FMT uses fecal material from a stool donor bank. FMT can be administered in several ways: via colonoscopy, nasogastric tube (NGT) or gastrostomy tube (G-tube), or with a retention enema or oral capsule if the NGT is not an option. With the exception of the colonoscopy, which must be performed by a physician, nurses can be trained to perform the procedure for the benefit of cost savings without sacrificing the quality of care.

The Digestive Health Institute at Children's Hospital Colorado is among the first to use registered nurses for FMT.

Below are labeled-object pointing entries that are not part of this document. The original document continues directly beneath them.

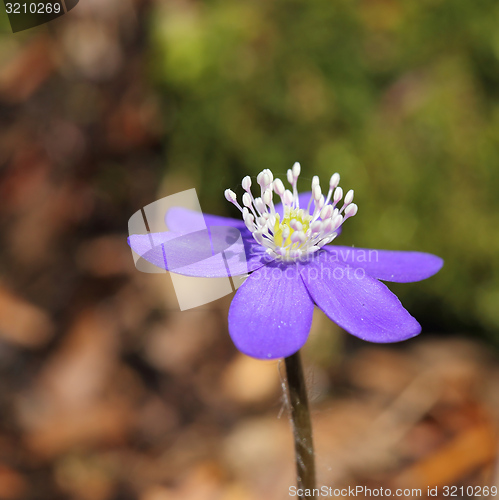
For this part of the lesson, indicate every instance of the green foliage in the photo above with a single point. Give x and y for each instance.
(401, 98)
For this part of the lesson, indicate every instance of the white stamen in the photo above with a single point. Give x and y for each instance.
(294, 232)
(247, 183)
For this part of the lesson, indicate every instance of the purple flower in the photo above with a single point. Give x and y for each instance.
(292, 267)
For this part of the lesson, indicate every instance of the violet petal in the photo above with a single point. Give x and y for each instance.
(271, 314)
(388, 265)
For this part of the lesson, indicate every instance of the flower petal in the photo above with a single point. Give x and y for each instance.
(271, 314)
(358, 303)
(182, 220)
(213, 253)
(388, 265)
(303, 198)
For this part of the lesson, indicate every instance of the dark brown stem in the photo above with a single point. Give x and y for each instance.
(302, 426)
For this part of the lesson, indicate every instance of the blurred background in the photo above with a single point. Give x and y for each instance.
(107, 391)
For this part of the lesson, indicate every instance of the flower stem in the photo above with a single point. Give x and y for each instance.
(302, 426)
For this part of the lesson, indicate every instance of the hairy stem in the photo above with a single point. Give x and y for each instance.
(302, 426)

Research methods: Stool transplants administered by nurses

In this study, FMT data was collected at Children’s Colorado between mid-2015 and mid-2016. Eligible patients were 1 to 21 years old, were diagnosed with recurrent C. diff and had received two failed courses of antibiotics (one of which was oral Vancomycin). During the study period, nurses administered FMT treatment to 45 pediatric patients in an ambulatory setting. The patients received follow-up via telephone two weeks, three months and six months after the procedure.

Determining success of the fecal transplant study

The success or failure of the fecal transplant treatment was determined at three months following the procedure. Treatment was considered successful when the patient’s symptoms were resolved. Treatment was considered a failure when the patient's symptoms of abdominal pain, diarrhea and hematochezia (the passage of fresh blood, usually in or with stools) returned and the patient’s stool tested positive for the C. diff toxin.

Research results: The majority of patients were successfully treated by nurse-driven fecal transplants

Of the 45 patients who received FMT, 37 (82.2%) were successfully treated, but success varied depending on any underlying disease. Otherwise healthy children with recurrent C. diff infection responded favorably to FMT more than 90% of the time. Patients with inflammatory bowel disease (IBD) experienced less success from the treatment than other patients.

Study participants / success rate:                                   Inflammatory bowel disease – 29% / 69.2% Otherwise healthy – 38% / 92.3% Medically complex – 33% 73.3 Route of transplantation NGT 71% GT 23% Oral capsule 4% Ileostomy 2%

No complications were observed from nurse-driven stool transplants

There were no complications with the NG tube placement. Less than 10% of children experienced a single episode of vomiting after the FMT, but recovered quickly.

Research conclusions: Nurses can successfully perform fecal transplants

Compared to published standards, nurse-driven FMT treatment is successful. The presence of IBD appears to decrease the effectiveness of FMT for treatment of pediatric patients experiencing recurrent CDI.